Natasha, Pierre, and The Great Comet of 1812

“Natasha, Pierre and the Great Comet of 1812,” with Okieriete Onaodowan and Denee Benton in the title roles, 360-degree immersive experience that feels like you are in 18th Century Russia – for real.

 

Dave Malloy’s innovative musical about a small part of Tolstoy’s “War and Peace” has re-surfaced at the  Imperial Theater in a Broadway transfer of the original, wondrously well-staged production by director Rachel Chavkin.

 

The staging distributes the action throughout the banked seating levels that comprise both the auditorium and the performance spaces. The view is best from the stage, but the sightlines are also excellent from the banquettes at floor level. And sightlines are as critical as sound levels, because you really don’t want to miss a thing in this production.

 

Dancers and band members in fanciful punk tatters designed by Paloma Young are scattered about the stage, up the aisles, and at one point all the way to the balcony. No matter where you’re seated, you’re never far from the action because the action is all over the theater.

 

In “Charming,” the Countess has her eye on innocent, dangerously naive Natasha (Benton, has a beautiful voice). The virginal girl is ripe for plucking by a handsome rogue like Anatole, irresistible in Lucas Steele’s seductive performance.
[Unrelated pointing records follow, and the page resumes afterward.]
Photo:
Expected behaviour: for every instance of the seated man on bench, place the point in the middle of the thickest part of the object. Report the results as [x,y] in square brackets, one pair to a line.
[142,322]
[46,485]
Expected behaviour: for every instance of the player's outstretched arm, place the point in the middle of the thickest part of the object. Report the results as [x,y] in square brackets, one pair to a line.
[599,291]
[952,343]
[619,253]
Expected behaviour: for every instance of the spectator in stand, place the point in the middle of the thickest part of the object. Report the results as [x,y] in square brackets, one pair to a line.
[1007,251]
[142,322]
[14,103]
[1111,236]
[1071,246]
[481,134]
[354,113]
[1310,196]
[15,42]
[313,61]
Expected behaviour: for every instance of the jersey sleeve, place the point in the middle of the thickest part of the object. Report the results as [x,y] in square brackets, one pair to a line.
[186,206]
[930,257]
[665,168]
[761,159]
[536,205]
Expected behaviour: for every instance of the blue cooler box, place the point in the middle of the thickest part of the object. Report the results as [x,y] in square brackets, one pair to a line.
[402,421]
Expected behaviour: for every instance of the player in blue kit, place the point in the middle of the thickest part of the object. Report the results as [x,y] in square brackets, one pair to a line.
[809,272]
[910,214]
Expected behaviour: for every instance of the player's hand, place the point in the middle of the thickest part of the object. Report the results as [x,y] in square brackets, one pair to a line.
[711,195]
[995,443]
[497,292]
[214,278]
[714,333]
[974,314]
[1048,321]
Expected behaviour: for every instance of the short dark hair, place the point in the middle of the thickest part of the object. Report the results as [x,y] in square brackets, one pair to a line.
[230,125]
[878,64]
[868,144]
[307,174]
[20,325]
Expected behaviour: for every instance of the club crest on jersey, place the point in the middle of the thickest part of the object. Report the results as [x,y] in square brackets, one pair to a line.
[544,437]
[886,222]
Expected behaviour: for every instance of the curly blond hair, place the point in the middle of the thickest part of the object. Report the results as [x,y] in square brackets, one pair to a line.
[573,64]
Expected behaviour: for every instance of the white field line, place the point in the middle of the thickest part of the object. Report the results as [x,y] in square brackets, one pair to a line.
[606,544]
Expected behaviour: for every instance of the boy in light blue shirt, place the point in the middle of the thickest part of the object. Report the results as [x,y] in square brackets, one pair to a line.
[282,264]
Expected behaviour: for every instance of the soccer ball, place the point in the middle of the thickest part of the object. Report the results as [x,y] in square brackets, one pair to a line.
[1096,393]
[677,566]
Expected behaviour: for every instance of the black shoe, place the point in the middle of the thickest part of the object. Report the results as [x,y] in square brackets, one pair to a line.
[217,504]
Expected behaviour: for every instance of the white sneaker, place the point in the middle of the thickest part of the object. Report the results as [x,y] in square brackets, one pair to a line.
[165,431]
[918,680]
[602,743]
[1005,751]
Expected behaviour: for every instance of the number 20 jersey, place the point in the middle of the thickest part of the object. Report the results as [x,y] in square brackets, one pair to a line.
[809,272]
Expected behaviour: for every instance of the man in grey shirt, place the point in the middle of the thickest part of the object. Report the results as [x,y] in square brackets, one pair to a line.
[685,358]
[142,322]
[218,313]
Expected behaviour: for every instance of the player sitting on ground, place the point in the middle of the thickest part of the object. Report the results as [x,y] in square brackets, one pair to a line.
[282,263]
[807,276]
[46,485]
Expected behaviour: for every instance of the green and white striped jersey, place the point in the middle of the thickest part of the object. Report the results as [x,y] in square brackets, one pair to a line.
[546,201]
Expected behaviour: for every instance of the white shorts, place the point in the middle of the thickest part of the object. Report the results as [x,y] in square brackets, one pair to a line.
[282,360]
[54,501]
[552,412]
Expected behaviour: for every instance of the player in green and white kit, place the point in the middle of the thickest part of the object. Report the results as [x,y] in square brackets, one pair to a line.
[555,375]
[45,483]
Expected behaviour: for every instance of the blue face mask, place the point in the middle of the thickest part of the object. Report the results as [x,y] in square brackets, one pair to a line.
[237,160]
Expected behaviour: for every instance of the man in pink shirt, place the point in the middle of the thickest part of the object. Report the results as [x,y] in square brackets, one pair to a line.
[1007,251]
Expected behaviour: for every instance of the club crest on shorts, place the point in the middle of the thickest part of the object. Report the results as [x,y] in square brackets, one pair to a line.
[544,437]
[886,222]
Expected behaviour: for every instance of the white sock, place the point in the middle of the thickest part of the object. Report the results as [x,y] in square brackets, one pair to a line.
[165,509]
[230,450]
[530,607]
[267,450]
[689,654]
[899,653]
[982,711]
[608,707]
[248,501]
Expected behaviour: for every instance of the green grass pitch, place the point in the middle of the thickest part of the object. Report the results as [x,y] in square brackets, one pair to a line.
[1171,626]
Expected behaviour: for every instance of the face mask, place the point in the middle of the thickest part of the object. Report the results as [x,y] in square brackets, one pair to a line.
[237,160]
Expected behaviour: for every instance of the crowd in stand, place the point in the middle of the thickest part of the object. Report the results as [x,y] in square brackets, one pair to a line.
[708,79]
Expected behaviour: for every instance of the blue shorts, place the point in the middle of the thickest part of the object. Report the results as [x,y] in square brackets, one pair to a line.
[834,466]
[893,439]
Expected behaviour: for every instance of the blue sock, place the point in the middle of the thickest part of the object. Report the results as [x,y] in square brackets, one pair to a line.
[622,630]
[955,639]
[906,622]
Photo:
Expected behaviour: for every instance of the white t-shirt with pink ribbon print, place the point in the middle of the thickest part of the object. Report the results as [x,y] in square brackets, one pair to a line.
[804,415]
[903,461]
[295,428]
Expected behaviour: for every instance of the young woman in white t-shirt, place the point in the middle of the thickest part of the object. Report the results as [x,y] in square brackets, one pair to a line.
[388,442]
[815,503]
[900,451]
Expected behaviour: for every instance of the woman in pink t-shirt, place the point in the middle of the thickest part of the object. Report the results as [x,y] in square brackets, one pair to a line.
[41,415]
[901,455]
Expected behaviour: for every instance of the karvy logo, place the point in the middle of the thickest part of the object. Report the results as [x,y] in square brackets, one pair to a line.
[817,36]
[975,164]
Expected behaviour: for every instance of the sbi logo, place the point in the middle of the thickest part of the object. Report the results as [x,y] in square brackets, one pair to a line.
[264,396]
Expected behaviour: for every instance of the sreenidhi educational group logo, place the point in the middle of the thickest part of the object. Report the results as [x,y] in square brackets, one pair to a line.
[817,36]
Only Natasha’s loving cousin, Sonya (Brittain Ashford, who delivers a gorgeous treatment of the song “Sonya Alone”) can save the girl from the decadent Muscovites lusting after her innocence.

 

Malloy, who wrote the marvelous book, tuneful music, and smart lyrics, understands and even admires the members of this aristocratic society, who in ensemble songs like “The Opera” and “Letters” reveal themselves as irresistibly charming and hopelessly corrupt.

 

Their days are clearly numbered, but until that comet comes, they’re as happy as children, playing at their devilish games.